Is lordx64/chronobets safe?

The 'Procedure: Full Agent Lifecycle' section encodes a complete autonomous trading loop: fund wallet, register, discover markets, analyze, bet, monitor, claim, create markets, resolve, and then 'Repeat: Continuously scan for new markets, manage positions, and compound winnings.' This instructs the agent to operate as an autonomous financial agent with real USDC on Solana mainnet, with no mechanism for per-transaction user confirmation. A user who installs this skill and has a funded wallet accessible to the agent could experience continuous autonomous financial transactions without explicit approval.

The skill presents itself as 'ChronoBets' in its metadata, description, and homepage (https://chronobets.com), but every single authentication message string throughout SKILL.md and api-reference.md reads 'MoltBets API request. Timestamp: '. This inconsistency appears in the TypeScript code examples, the Quick Start curl commands, and all workflow sections. This could indicate: (1) the skill was copied from a 'MoltBets' project and rebranded without updating auth strings, meaning transactions actually authenticate against MoltBets infrastructure; (2) an attempt to impersonate or proxy a legitimate service; or (3) a fraudulent skill that routes transaction signing requests to an unexpected backend.

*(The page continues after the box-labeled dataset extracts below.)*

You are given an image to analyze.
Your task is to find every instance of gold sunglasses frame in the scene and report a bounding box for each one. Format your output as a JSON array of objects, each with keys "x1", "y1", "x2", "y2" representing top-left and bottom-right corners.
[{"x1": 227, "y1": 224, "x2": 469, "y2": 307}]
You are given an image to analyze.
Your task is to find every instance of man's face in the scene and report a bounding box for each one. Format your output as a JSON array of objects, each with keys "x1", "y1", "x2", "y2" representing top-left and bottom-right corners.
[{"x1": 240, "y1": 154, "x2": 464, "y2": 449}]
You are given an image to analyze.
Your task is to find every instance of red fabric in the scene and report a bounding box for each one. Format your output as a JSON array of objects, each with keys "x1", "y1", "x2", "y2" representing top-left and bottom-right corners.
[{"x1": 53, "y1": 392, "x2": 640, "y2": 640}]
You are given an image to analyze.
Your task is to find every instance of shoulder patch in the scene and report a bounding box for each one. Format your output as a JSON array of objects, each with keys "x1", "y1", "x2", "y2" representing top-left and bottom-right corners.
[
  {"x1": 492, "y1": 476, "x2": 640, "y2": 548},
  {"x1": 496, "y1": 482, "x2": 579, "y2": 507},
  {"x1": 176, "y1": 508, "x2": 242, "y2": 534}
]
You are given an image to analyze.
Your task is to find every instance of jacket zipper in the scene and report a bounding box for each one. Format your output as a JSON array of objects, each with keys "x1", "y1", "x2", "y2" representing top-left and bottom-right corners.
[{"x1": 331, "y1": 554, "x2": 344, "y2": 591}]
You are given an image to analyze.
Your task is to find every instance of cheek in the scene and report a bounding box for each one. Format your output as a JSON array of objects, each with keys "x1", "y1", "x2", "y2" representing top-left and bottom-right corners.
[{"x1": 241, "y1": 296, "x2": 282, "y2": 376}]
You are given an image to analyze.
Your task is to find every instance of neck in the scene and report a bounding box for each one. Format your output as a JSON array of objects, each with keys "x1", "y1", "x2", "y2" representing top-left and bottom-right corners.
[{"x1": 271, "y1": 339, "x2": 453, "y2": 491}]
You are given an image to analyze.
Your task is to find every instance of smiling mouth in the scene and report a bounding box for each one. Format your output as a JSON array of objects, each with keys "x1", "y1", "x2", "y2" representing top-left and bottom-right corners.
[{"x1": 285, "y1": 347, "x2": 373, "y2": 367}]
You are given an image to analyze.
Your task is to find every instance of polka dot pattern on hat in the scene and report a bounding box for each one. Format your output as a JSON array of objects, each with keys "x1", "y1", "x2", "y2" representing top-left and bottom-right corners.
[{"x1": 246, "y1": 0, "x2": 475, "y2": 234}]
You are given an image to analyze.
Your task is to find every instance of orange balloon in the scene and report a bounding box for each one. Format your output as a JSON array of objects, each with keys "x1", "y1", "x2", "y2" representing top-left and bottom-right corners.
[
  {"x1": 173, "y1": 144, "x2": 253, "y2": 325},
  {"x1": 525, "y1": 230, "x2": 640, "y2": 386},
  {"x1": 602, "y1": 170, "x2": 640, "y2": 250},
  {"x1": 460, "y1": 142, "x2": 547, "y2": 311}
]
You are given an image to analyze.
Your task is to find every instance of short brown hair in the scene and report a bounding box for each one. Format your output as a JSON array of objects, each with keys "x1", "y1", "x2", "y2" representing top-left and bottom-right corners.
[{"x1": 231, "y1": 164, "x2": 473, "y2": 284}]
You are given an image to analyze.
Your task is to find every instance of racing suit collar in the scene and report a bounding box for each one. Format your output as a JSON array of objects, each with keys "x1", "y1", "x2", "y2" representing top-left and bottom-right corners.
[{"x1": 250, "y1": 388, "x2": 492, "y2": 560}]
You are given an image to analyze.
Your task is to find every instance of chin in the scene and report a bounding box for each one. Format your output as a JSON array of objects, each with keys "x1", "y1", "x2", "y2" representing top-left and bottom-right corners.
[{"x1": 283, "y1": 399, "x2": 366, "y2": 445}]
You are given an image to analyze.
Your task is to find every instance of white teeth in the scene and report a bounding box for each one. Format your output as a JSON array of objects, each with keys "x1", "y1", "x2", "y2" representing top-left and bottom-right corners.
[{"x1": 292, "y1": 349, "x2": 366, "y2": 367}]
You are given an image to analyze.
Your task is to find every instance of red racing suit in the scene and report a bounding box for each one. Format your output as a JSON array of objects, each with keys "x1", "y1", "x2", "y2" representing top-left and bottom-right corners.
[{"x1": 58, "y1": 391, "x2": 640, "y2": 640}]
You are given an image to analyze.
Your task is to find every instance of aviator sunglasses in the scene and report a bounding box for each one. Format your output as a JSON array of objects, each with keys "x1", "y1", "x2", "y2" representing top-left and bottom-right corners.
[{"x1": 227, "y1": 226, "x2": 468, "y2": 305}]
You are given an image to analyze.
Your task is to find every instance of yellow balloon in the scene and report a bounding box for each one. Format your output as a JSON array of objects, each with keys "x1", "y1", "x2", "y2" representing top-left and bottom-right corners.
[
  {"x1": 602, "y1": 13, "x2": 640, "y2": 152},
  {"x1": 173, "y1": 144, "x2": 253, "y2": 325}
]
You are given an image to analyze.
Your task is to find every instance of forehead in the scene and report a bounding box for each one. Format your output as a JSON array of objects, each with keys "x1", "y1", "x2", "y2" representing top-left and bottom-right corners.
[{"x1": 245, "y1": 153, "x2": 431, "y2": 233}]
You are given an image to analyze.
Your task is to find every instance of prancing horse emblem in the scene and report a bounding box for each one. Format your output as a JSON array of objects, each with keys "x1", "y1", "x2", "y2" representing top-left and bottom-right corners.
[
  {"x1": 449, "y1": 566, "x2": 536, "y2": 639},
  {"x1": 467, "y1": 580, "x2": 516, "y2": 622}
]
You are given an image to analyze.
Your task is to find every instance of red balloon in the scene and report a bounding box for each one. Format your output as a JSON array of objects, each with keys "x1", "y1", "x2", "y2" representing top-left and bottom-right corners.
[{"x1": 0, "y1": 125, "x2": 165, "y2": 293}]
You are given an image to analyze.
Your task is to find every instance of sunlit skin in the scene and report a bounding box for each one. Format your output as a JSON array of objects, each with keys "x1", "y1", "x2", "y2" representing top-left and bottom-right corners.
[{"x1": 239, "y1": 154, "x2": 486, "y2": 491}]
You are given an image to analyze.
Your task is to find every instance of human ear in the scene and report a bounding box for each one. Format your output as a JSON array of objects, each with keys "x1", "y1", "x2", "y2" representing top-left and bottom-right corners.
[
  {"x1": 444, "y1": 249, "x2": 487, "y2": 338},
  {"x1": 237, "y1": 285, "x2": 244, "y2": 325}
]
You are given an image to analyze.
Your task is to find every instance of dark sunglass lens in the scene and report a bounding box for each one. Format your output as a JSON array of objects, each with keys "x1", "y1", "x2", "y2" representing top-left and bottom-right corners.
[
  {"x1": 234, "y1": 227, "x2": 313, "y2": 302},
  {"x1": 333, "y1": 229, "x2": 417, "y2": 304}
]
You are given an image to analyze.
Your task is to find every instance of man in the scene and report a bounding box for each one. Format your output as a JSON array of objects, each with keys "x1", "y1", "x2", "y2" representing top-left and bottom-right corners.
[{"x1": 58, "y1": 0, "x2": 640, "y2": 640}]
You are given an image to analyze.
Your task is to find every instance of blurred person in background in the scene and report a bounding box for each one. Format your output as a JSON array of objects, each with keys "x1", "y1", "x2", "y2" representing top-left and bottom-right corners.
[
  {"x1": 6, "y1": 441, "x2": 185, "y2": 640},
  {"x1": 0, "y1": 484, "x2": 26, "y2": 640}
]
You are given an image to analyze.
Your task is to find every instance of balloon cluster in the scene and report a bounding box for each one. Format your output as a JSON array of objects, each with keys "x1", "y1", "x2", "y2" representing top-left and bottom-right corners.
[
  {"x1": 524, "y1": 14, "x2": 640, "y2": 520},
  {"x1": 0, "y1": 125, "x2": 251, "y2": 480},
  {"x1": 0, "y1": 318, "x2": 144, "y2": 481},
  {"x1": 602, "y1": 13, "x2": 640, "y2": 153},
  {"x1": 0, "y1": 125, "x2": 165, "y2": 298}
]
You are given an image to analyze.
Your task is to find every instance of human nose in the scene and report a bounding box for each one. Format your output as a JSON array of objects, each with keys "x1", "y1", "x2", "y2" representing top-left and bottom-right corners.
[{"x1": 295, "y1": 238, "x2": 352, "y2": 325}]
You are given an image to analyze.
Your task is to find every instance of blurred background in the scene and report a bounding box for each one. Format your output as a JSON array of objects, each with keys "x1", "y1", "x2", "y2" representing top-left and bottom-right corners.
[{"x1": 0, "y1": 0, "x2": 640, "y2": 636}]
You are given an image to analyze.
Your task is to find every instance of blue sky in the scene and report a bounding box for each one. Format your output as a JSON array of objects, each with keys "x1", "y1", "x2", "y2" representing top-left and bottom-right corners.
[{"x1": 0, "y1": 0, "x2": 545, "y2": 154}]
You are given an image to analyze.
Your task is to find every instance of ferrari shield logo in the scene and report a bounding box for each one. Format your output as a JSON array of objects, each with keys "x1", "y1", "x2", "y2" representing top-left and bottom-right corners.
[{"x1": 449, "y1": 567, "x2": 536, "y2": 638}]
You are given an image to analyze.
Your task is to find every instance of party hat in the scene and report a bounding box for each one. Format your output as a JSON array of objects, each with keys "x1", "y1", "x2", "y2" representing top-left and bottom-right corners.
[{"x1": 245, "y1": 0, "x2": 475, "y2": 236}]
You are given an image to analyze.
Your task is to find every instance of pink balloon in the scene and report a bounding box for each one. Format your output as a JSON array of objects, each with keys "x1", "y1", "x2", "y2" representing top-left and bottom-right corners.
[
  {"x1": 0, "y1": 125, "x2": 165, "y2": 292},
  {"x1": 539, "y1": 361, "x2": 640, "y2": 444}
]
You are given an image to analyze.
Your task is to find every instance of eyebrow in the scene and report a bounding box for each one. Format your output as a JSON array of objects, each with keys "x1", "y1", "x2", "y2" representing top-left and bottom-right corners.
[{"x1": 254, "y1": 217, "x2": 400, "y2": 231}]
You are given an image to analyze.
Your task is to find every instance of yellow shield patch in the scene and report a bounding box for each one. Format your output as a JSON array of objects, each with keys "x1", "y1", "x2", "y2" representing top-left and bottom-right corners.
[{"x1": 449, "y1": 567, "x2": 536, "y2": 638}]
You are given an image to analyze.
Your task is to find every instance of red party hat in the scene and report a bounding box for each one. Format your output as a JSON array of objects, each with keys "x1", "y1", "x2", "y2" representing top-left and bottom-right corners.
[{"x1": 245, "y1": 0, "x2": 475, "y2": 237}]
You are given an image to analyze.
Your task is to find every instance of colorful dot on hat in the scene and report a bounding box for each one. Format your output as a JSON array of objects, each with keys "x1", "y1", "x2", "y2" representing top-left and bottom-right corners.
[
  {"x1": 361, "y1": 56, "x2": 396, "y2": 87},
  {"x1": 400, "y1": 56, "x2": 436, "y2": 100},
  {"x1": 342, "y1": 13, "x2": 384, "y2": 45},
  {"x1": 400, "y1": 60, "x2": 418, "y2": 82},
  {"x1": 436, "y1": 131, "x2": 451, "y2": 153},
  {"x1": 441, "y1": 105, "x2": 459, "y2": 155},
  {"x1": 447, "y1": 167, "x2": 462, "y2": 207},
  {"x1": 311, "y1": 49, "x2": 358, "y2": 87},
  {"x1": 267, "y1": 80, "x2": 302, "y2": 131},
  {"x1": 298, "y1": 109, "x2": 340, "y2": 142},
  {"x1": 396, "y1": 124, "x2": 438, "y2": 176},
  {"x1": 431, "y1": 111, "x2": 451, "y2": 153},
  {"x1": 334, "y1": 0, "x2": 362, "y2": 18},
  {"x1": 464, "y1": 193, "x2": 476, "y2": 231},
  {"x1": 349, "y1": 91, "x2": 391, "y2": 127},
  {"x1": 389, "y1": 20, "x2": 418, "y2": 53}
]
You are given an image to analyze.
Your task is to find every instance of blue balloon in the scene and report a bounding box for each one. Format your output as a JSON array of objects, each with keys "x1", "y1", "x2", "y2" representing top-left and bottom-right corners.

The skill's 'When to Use This Skill' and lifecycle sections instruct the agent to make financial decisions (which markets to bet on, how much to stake, when to create markets, how to propose and defend resolutions) without requiring user input at each step. Once the skill is active, any user query touching prediction markets or betting could trigger the agent to autonomously execute mainnet USDC transactions.

The skill documents and encourages use of the permissionless settle_loss on-chain instruction, which any caller can invoke against any losing agent. While this is an on-chain program feature, the skill's documentation of it as a normal operation creates a pathway for systematic reputation destruction of target agents. An attacker could continuously call settle_loss against a target agent's losing positions to drain their reputation score.

Every authenticated API call transmits the agent's wallet public key and an Ed25519 signature to chronobets.com. Given the brand mismatch finding, the actual backend receiving this authentication data may be MoltBets infrastructure rather than ChronoBets. The skill collects wallet addresses, transaction signatures, market positions, and betting patterns—building a comprehensive financial profile of the agent and user.

The SKILL.md contains TypeScript examples that access keypair.secretKey to sign transactions. While these are documentation examples and not executed code, they establish a pattern where the agent is expected to have direct access to wallet private key material and autonomously sign and broadcast mainnet transactions.

The installation used git sparse-checkout to clone only the skills/lordx64/chronobets subdirectory from the openclaw/skills monorepo. The only external connection was to github.com (140.82.121.3:443). No unexpected processes, filesystem modifications outside the target directory, or persistence mechanisms were detected.

Honeypot files (.env, .ssh/id_rsa, .aws/credentials, .npmrc, .docker/config.json, GCP credentials) were read at audit timestamps 1771925774 (before install) and 1771925800 (after processing). Both access windows align with the audit framework's initialization and final integrity check cycles rather than the skill installation. No canary file contents were transmitted to external endpoints.